2019-09-04

吴恩达深度学习--序列模型

循环序列模型

模型的输入

每一条输入x^(i)包括一些有时间差异的序列数据，如x^(i,t)表示输入样例i在时刻t时的数据；以及表示这条序列的总长度T_x^(i)。

网络结构

每个时刻对应一层网络。每层网络的输入有两部分，分别是时刻输入数据和前一层网络的输出。第一层的前层网络输入（也就是T=0时刻的值）一般设为0。
网络中每一层的参数是共享的。
从网络结构可以看出，循环网络可以实现通过当前时刻之前的输入预测当前时刻的输出。

RNN有多种网络结构，包括一对多，多对一，多对多（分为输入序列长度与输出序列长度相同或者不同）。

前向传播

在每一层网络中，前向传播的方式如下：

${\begin{array} {*{20} {l} } {a\mathop{ {} } \nolimits^{ { \left( t \right) } } =g{ \left( {W\mathop{ {} } \nolimits_{ {aa} } a\mathop{ {} } \nolimits^{ { \left( t-1 \right) } } +W\mathop{ {} } \nolimits_{ {ax} } x\mathop{ {} } \nolimits^{ { \left( t \right) } } +b\mathop{ {} } \nolimits_{ {a} } } \right) } } \\ {\mathop{ {y} } \limits^{ {\text{^} } } \mathop{ {} } \nolimits^{ { \left( t \right) } } =g{ \left( {W\mathop{ {} } \nolimits_{ {ya} } a\mathop{ {} } \nolimits^{ { \left( t \right) } } +b\mathop{ {} } \nolimits_{ {y} } } \right) } } \end{array} }$

激活函数g一般采用tanh函数；有时候也用ReLU函数。
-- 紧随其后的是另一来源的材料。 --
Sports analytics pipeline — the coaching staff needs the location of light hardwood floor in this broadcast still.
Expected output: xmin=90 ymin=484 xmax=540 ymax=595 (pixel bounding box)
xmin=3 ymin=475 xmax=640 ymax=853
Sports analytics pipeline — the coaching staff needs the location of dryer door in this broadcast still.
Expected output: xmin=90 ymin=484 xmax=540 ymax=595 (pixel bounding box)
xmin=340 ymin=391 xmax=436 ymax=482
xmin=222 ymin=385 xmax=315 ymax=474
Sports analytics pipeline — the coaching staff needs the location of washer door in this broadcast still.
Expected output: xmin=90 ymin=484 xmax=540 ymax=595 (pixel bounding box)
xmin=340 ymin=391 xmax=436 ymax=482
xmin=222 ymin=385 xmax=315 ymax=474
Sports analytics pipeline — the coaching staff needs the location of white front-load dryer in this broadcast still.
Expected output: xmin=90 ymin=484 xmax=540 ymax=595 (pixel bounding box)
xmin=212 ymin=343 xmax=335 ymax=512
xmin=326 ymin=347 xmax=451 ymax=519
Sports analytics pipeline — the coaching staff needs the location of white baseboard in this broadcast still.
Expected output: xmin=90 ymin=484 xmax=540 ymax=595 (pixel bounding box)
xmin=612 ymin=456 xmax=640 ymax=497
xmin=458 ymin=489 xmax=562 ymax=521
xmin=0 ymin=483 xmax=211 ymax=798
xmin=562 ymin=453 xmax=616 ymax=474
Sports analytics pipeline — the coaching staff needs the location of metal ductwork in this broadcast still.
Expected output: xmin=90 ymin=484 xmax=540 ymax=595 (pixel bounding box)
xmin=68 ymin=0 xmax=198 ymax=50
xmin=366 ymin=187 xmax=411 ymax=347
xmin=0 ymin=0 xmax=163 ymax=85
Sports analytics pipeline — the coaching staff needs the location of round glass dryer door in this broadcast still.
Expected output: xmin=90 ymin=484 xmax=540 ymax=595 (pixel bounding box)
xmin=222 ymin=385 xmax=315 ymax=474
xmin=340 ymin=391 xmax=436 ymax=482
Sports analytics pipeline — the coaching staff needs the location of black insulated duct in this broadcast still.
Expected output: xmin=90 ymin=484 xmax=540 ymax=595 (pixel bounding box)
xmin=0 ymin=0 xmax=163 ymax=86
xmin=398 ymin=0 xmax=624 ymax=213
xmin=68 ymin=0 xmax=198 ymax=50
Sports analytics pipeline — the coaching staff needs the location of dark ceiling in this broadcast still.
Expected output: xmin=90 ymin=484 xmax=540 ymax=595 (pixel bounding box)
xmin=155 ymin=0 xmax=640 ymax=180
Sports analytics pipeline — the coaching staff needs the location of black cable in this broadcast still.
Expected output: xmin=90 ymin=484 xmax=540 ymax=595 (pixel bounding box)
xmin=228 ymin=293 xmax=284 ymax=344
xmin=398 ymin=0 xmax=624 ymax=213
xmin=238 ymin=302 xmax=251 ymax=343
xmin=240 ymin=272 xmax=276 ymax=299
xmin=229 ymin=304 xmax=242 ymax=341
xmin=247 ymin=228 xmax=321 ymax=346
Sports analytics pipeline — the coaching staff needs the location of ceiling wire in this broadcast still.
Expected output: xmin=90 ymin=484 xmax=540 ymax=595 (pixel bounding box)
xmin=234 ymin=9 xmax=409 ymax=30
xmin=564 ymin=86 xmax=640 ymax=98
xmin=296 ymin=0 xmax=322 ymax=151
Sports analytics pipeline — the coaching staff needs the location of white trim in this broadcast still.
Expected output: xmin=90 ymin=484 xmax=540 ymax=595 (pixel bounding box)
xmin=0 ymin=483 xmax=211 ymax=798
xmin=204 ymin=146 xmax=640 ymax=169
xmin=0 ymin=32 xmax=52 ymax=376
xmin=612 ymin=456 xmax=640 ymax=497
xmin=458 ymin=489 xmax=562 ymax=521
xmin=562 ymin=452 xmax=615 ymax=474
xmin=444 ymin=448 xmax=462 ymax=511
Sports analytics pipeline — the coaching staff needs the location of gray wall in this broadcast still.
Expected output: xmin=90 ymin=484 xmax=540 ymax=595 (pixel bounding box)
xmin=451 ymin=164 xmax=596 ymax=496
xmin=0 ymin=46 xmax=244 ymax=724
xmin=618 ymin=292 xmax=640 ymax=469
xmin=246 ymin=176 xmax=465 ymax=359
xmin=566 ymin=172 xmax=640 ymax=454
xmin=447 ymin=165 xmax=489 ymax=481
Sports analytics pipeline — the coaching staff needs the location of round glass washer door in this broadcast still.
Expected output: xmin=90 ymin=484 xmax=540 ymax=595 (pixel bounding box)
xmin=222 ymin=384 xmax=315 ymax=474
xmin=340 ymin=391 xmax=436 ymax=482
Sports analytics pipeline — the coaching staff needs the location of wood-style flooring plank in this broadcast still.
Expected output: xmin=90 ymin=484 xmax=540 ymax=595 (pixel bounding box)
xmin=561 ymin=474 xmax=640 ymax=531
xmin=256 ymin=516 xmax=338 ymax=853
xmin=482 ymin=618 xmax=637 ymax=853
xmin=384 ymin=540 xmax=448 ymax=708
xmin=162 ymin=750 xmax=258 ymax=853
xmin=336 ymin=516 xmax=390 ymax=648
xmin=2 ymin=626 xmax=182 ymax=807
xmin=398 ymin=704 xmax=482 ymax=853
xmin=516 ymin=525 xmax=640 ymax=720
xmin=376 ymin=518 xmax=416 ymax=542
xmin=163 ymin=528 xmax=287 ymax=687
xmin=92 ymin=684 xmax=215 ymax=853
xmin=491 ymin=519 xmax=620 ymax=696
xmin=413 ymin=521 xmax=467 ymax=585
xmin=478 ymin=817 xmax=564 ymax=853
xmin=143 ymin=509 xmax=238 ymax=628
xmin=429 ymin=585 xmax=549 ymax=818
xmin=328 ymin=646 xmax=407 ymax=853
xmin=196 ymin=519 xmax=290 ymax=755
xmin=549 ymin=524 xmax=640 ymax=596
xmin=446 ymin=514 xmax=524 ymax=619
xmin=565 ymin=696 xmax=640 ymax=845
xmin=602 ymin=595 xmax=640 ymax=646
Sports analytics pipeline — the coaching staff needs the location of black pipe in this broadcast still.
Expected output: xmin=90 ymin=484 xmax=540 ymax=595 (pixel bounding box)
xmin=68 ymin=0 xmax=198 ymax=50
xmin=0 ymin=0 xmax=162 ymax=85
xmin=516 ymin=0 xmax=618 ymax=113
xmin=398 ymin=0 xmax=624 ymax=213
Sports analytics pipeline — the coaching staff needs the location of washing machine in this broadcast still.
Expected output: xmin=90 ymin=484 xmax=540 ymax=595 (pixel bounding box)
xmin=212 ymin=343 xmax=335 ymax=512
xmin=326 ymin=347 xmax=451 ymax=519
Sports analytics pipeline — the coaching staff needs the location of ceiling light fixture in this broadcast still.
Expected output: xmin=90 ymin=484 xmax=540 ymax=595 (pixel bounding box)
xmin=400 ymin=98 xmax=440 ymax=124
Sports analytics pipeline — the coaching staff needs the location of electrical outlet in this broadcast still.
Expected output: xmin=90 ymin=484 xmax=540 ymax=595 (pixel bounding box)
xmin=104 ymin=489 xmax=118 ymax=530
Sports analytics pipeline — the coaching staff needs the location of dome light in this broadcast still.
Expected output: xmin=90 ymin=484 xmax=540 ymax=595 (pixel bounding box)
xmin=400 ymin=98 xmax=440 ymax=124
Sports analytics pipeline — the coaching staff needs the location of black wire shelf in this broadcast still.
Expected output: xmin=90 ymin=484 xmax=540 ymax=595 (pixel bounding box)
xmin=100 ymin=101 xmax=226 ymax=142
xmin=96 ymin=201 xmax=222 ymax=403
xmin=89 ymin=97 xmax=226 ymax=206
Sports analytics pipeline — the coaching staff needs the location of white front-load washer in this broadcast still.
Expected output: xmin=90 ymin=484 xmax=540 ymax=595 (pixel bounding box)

层与层之间的参数是共享的。

反向传播

循环神经网络的损失函数如下：

${L\mathop{ {} } \nolimits^{ { \left( t \right) } } { \left( {\mathop{ {y} } \limits^{ {\text{^} } } \mathop{ {} } \nolimits^{ { \left( t \right) } } ,y\mathop{ {} } \nolimits^{ { \left( t \right) } } } \right) } =-y\mathop{ {} } \nolimits^{ { \left( t \right) } } log\mathop{ {y} } \limits^{ {\text{^} } } \mathop{ {} } \nolimits^{ { \left( t \right) } } -{ \left( {1-y\mathop{ {} } \nolimits^{ { \left( t \right) } } } \right) } log{ \left( {1-\mathop{ {y} } \limits^{ {\text{^} } } \mathop{ {} } \nolimits^{ { \left( t \right) } } } \right) } }$ ${ {L{ \left( {\mathop{ {y} } \limits^{ {\text{^} } } ,y} \right) } ={\mathop{ \sum } \limits_{ {t=1} } ^{ {\mathop{ {T} } \nolimits_{ {y} } } } {L\mathop{ {} } \nolimits^{ { \left( t \right) } } { \left( {\mathop{ {y} } \limits^{ {\text{^} } } \mathop{ {} } \nolimits^{ { \left( t \right) } } ,y\mathop{ {} } \nolimits^{ { \left( t \right) } } } \right) } } } } }$

前向传播和反向传播的大致过程如下图所示（Tx=Ty的情况）：
RNN

（在课程作业中，反向传播似乎没有更新Wya和by的值。）

梯度消失

RNN中，梯度消失问题主要是由于网络深度的增加，靠后的网络层的损失难以传播到靠前的网络层来影响其权重。下面介绍的GRU和LSTM可以一定程度上解决这个问题。

GRU

GRU（Gate Recurrent Unit）可以很好的捕获深层连接，改善RNN中梯度消失的问题。（某种程度上可以看做LSTM的简化版本）

GRU中的门函数的取值在0-1之间，往往接近0或者1，作用是选择保留或遗忘此时刻的数据。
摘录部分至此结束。